İstanbul Büyükşehir Belediyesi İSKİ Genel Müdürü şimdi DSİ Genel Müdürü. Onun yardımcısı
Recai Berber ise şimdi Erdemir Yönetim Kurulu Başkanı.
Tayyip Bey'in belediyedeki genel sekreteri
Kahraman Emmioğlu, Tüpraş Yönetim Kurulu Başkanı yapıldı. Belediye kuruluşlarından KİPTAŞ'ın Genel Müdürü
Erdoğan Bayraktar da Başbakanlık Toplu Konut İdaresi Başkanlığı'nda.
İstanbul Büyükşehir Belediyesi'nin Spor Genel Müdürü
Mehmet Atalay Gençlik ve Spor Genel Müdürü yapıldı.

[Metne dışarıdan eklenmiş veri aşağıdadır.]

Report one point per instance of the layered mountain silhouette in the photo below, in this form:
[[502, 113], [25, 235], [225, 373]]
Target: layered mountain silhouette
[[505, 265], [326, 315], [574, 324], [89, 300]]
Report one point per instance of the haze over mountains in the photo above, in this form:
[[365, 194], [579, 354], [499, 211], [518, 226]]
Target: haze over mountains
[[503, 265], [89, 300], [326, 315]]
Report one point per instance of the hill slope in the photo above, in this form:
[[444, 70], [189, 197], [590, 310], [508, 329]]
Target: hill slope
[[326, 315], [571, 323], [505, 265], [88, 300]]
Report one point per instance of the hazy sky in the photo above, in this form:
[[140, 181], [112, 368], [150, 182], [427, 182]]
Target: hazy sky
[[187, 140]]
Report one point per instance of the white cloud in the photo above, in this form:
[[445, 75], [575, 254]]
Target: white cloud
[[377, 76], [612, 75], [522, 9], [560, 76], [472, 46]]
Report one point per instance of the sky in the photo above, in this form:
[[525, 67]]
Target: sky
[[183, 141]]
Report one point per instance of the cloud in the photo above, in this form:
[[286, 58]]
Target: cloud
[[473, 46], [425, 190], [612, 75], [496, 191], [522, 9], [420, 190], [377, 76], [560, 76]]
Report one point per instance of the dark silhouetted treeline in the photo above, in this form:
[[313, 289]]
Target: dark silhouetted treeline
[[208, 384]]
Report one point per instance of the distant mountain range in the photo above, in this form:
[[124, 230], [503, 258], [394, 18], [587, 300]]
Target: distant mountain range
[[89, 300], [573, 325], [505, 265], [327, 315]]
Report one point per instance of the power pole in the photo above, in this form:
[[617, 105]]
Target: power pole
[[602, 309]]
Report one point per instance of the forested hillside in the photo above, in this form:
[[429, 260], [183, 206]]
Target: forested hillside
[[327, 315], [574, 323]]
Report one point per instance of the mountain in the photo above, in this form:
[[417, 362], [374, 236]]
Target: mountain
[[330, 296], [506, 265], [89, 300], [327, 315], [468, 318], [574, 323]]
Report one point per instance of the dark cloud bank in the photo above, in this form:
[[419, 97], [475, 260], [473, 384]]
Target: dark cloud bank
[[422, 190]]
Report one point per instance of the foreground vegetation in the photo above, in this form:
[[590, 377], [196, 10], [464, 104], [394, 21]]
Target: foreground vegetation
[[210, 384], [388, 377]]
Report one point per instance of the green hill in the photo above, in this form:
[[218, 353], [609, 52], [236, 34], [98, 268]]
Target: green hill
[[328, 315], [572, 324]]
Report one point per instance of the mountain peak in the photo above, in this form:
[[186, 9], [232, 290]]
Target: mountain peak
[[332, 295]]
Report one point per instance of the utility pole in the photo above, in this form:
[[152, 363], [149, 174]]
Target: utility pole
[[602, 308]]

İETT Genel Müdür Yardımcısı ise şimdi TCDD Genel Müdürü.
Başbakan
Erdoğan iyi ki İstanbul'da Belediye Başkanlığı yapmış.
Yoksa bu kurumların başına atayacak adam bulamayacaktı!
Aptallık anıtları
BÖYLE bir hastalıklı durum görmedim. Bir dizi tutuyor, anında
‘‘anıtı’’ dikiliyor. Televizyon
‘‘aptal kutusu’’ ama onun da bir sınırı olmalı.
Önce Asmalı Konak Anıtı açıldı törenle.
Hafta sonunda da Kınalı Kar Anıtı.
Öyle
‘‘hisli’’ bir tören olmuş ki,
‘‘maço’’ Kadir İnanır bile gözyaşlarını tutamayıp ağlamış.
Hayırlısı ile haftaya
‘‘Kınalı Kar Anıtı’’nı açağız.
Bir sonraki hafta sonu ise
‘‘Çocuklar Duymasın Anıtı’’ Kızkulesi'nin bahçesine dikilecek.
Yuh ki, ne yuh.
Altı ay sonra reyting almamaya başladığı için yayından kaldırılacak, bir altı ay sonra da ne izleyenlerin, ne de oynayanların hatırlayacağı diziler için anıt dikiyoruz.
5 yıl sonra bu anıtları görenler soracak,
‘‘Bu ne anıtı?’’ diye. Hatırlayan olmadığı için yanıt verilemeyecek.
Bence hepsi birer
‘‘aptallık anıtı’’ olarak kalacaklar. Bir akıllı çıkıp da dizisi bittiği gün anıtını yıkmazsa.
NE ZAMAN ADAM OLURUZ?
Takımlar ve camialar birtakım adamların komplekslerine kurban edilmediği zaman.